The pound was once again the worst performing major currency on Monday as the May’s government stance on Brexit added renewed pressure on the British currency. The dollar did not fare much better as weaker US equities weighed on the greenback ahead of this week’s FOMC meeting, while the yen benefited from the increased risk aversion to advance higher against all major pairs.
Having stabilized late on Friday and in Asian trading today, the pound resumed its downtrend at the start of European trading amid fresh uncertainty about Brexit as well as about the durability of Theresa May’s premiership. Reports that the UK Conservative party had reached a deal with a small Northern Irish party to get the necessary majority needed after last Thursday’s general election resulted in a hung parliament had helped sterling stabilize on Friday. However, it has since emerged that the Conservatives and the Democratic Unionist party are still in talks over the details of the deal, and this could potentially delay the start of the Brexit negotiations scheduled for June 19.

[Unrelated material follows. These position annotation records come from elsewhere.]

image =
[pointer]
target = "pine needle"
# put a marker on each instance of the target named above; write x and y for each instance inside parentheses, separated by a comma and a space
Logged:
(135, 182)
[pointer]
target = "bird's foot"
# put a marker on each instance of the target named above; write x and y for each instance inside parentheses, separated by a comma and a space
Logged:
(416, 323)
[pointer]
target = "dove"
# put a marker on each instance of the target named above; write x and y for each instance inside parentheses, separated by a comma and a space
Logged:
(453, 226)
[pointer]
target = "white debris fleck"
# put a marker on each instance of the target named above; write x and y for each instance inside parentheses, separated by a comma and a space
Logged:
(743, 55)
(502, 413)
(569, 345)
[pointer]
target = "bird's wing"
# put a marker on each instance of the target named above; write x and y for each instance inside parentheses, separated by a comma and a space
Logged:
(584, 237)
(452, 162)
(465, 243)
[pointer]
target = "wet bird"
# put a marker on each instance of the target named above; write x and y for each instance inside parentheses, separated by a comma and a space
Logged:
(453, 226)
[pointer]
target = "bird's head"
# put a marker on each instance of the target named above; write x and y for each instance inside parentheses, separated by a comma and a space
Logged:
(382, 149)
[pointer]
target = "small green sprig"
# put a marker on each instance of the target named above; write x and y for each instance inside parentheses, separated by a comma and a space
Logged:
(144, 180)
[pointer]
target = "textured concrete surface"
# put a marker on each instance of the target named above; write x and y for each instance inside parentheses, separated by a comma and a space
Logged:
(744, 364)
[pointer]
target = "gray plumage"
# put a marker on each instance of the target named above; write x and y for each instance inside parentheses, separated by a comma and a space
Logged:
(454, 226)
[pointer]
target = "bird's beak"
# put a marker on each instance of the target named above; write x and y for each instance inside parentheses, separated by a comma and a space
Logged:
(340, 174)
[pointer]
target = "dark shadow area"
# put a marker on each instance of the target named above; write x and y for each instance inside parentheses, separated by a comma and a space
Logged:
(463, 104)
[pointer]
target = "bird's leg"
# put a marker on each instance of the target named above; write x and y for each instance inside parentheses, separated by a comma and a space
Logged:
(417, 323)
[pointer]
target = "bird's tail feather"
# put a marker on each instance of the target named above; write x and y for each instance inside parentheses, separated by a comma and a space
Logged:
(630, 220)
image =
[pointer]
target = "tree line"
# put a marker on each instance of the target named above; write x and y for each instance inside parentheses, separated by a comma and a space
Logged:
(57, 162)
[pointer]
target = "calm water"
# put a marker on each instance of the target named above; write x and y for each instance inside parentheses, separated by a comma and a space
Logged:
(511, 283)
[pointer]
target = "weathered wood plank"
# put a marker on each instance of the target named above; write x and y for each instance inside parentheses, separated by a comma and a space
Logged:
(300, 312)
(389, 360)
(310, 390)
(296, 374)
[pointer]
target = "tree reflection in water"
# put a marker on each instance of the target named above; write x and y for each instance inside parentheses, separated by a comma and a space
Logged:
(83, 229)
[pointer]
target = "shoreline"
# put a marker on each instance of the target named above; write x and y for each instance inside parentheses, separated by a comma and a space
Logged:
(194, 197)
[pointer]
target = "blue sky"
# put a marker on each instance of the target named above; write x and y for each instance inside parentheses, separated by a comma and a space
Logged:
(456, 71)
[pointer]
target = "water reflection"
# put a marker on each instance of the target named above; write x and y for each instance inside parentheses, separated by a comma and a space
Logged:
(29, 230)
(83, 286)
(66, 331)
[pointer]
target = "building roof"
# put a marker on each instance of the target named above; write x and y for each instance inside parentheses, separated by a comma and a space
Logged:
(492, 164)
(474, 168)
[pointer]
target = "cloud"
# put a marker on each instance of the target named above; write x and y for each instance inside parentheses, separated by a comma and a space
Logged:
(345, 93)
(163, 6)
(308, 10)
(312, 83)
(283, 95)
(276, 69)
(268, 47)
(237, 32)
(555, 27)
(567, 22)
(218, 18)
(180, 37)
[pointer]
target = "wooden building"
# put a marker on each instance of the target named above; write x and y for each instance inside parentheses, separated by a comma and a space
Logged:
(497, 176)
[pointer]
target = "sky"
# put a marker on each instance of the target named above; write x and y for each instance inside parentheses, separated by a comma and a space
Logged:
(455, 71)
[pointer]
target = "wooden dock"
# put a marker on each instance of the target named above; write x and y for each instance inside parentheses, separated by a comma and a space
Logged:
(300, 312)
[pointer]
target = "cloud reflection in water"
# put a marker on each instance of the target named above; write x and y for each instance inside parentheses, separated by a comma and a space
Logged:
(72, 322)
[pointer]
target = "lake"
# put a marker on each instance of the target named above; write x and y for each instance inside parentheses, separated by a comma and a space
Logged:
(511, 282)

Hopes that the election outcome would provide some consolation by leading to a ‘softer’ Brexit as it would force May’s government to reach consensus with other parties had provided some relief to the pound after the shock vote. However, the Brexit Secretary, David Davis, today said nothing had changed and that the UK will still be leaving the single market.
The pound slipped back below the 1.27-dollar level after Davis’ comments and continued to drift lower in late European session to trade just above 1.2560 dollars. It was down more sharply against the euro and the yen at 0.8845 pounds per euro and 139 yen.
The yen enjoyed broad gains on Monday on the back of increased safe-haven demand. A big sell-off in US technology stocks on Friday, which spread to Asian and European equities today, contributed to the risk-off mood. Cautiousness ahead of central bank meetings by the Fed, the Bank of Japan and the Bank of England later this week also dampened market sentiment. However, these were of little boost to gold prices as the precious metal came under pressure from rising US treasury yields ahead of Wednesday’s expected rate hike by the Fed. Gold prices were last flat on the day at $1266 an ounce.
The higher US yields were unable to support the greenback though as the dollar struggled to hold on to the 110-yen level. With the rout in tech stocks appearing to continue for a second day, the dollar slid to around 109.80 yen in late session.
The euro was slightly firmer on Monday following the French legislative election on Sunday that put Macron’s party on track for a huge parliamentary majority. The single currency was last trading at just above 1.1200 dollars.
In commodities, oil prices rallied by over 1% due to a technical rebound. WTI oil stood 1.3% higher at $46.42 a barrel, while Brent was up a similar amount to trade at $48.75 a barrel.